What PCPs really think about repealing the ACA

A recent survey found most primary care physicians are in favor of keeping the ACA, despite that proponents of repeal say the law needlessly burdens physicians.

"What we heard is that the majority of primary care physicians are open to changes in the law but overwhelmingly opposed full repeal," Craig Pollack, MD, lead author and associate professor of medicine at Baltimore-based Johns Hopkins University School of Medicine, said in a statement.

The small survey, published in The New England Journal of Medicine, polled 426 primary care physicians from a random sample of the American Medical Association Masterfile between December 2016 and January 2017. Physician specialties included internal medicine, pediatrics, geriatrics and family medicine.

Here are three main findings from the survey.

1. Just 15.1 percent of PCPs want the entire ACA repealed. All respondents who wanted the law repealed in its entirety identified as Republican. They accounted for 32.4 percent of all Republican respondents. Among those who voted for President Donald Trump, 37.9 percent want the entire law repealed.

2. PCPs strongly support the regulations the ACA put on the insurance market. For example, 95.1 percent of PCPs said the provision that prohibits payers from denying coverage to those with preexisting conditions was "very important" or "somewhat important" for improving our nation's health. Other provisions that received support include tax credits for small businesses (90.8 percent), allowing young adults up to age 26 to stay on their parents' plans (87.6 percent), individual tax subsidies (75.2 percent) and Medicaid expansion (72.9 percent).

3. Despite support for provisions that expanded coverage to high-risk patients, roughly half of physicians favor the individual mandate and penalty.

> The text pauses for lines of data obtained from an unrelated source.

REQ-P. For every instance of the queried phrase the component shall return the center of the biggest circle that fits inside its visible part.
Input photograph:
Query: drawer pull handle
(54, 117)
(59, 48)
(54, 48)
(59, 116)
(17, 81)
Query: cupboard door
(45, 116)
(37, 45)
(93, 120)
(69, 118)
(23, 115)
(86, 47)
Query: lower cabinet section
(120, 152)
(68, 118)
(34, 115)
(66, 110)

This reflects the sentiment of the general public as well, according to the report. "These results point to an important need to educate healthcare providers and the public about the fundamental inseparability of these provisions: policies that do not address adverse selection would lead to increased and unsustainable health insurance costs," the authors wrote.

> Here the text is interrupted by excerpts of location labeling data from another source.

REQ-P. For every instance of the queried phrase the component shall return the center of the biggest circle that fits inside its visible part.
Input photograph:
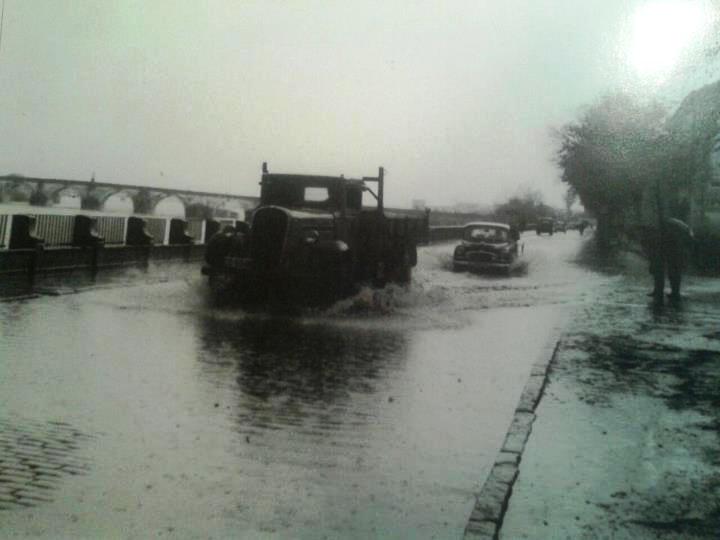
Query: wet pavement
(142, 410)
(625, 444)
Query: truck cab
(313, 233)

4. Most physicians (73.8 percent) want parts of the law changed. In particular, PCPs said they favored proposals to increase consumer choice, such as a proposal to create a public option to compete with private payers, similar to Medicare. Physicians were also supportive of proposals to increase the use of health savings accounts (68.7 percent) and to provide Medicaid-eligible people with tax credits to purchase private insurance (58.6 percent). High-deductible health plans were the least popular, gaining support from just 29.4 percent of respondents.